Amatrice, 24 agosto 2016 (AP Photo/Alessandra Tarantino)

Sono 481 le aziende che, nei dodici mesi successivi al terremoto che distrusse L’Aquila nel 2009, spostarono in quella provincia la sede della propria società. Il rischio che si correva allora – e che si presenta oggi dopo le scosse che hanno dilaniato i paesi del Centro Italia – riguardava la possibilità di lucrare sui contributi stanziati dallo Stato (e non solo).

Il dato di questo “fenomeno di dumping all’inverso, per cui imprese da territori limitrofi si muovano solo in relazione a cercare di sfruttare le condizioni favorevoli quindi al cratere del sisma” è stato fornito il 2 novembre dal ministro dello Sviluppo Economico, Carlo Calenda, in risposta ad una interrogazione di Alternativa Libera.

Alternativa Libera ha proposto un emendamento al decreto fiscale al fine di scongiurare gli spostamenti delle sedi societarie nei comuni del cratere per i due anni successivi al verificarsi di eventi sismici. L’emendamento è stato dichiarato inammissibile, ma verrà ripresentato nel decreto che stanzia i fondi per le aree colpite dal terremoto di Amatrice.

Il governo sostiene che i dati su questo fenomeno “forniscono indicazioni talvolta contrastanti e comunque relativamente poco significative”. Ai 481 spostamenti di sede avvenuti nei dodici mesi successivi al terremoto del 2009 in Abruzzo, vanno aggiunti i 51 che sono avvenuti nell’anno successivo al sisma che colpì l’Emilia Romagna nel 2012.

Calenda ha spiegato che “nel caso del sisma di Amatrice, per ovvie ragioni non sono ancora disponibili i dati riferiti ai dodici mesi successivi; gli unici dati al momento confrontabili sono quelli relativi al terzo trimestre 2016 con quelli dello stesso periodo 2015, che tuttavia non mostrano variazioni significative”.

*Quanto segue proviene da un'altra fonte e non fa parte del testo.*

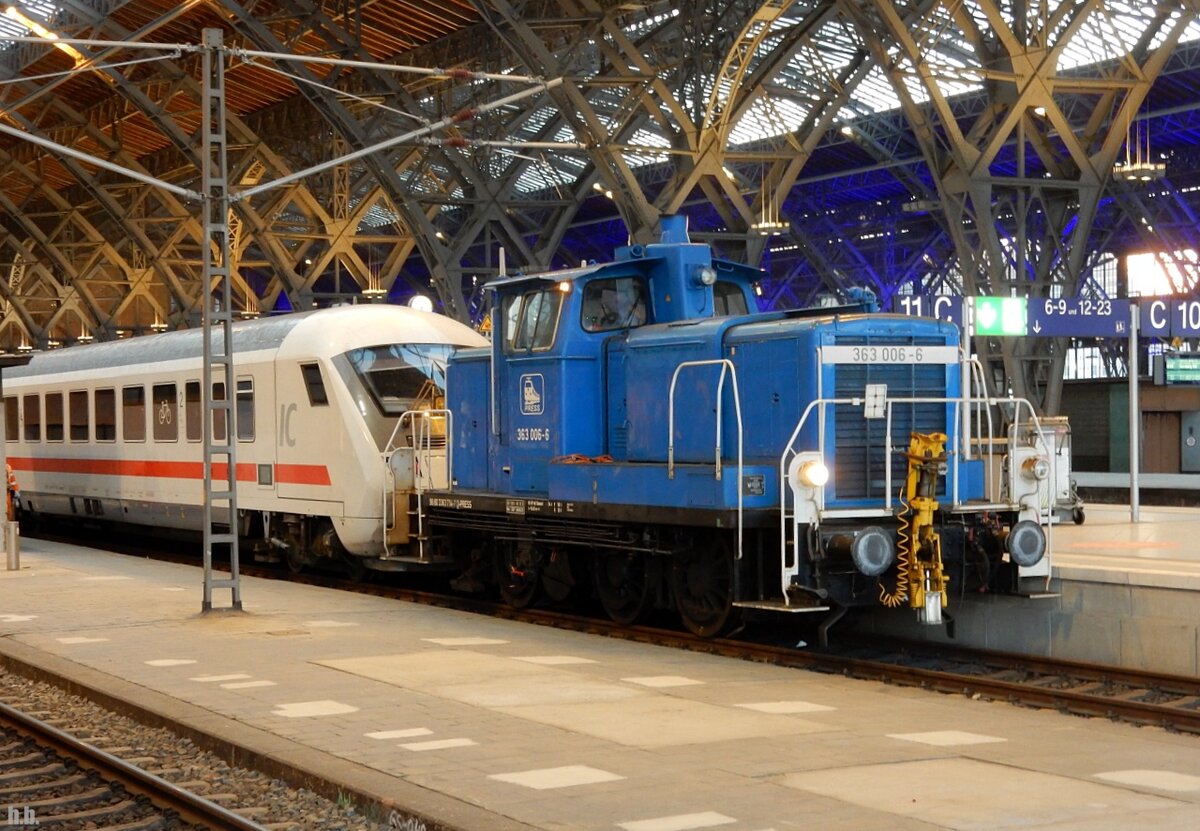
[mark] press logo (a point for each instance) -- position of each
(533, 393)
(22, 817)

Secondo quanto sostiene l’ex procuratore capo di L’Aquila, Fausto Cardella, ora procuratore generale a Perugia, “ci sono spesso trasferimenti fittizi di società nell’area del cratere” con il chiaro intento di sfruttare le agevolazioni fiscali previste dalla normativa in questi casi. Alcune di queste società non ne avrebbero diritto perché non erano presenti in zona prima del sisma, ma attraverso false dichiarazioni riescono a dimostrare il contrario.

Il ministro Calenda ha spiegato che “è impegno del governo fare attenzione per cui non si verifichi il fenomeno del dumping all’inverso”, ma al momento non ha chiarito come attuare questo intento.

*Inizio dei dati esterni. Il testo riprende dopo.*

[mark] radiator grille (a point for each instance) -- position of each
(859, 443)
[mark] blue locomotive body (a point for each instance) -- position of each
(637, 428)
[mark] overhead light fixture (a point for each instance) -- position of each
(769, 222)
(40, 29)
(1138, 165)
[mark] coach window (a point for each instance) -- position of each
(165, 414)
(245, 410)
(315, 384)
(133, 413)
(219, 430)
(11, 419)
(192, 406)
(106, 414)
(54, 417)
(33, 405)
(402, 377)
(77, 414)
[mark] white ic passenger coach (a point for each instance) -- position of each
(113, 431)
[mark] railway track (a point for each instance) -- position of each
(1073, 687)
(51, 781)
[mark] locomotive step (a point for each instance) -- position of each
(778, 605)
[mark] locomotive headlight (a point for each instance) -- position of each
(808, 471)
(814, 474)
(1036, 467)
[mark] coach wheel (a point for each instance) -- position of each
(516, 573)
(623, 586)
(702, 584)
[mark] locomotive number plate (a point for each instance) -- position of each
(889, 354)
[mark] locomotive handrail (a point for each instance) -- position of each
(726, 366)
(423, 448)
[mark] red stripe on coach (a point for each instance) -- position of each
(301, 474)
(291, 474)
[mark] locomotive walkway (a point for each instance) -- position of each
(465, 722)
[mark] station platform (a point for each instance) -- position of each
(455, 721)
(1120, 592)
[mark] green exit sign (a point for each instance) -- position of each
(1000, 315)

La pratica dei trasferimenti non riguarda solo le società, anche le persone spostano la propria residenza nelle aree terremotate per usufruire di agevolazioni fiscali e vantaggi vari. Infatti, la Procura di Rieti sta verificando quindici casi di cambi di residenza avvenuti nei giorni successivi al terremoto del 24 agosto e solo in un caso per ora è stata accertata la parentela con chi già abitava in uno dei comuni colpiti dal sisma.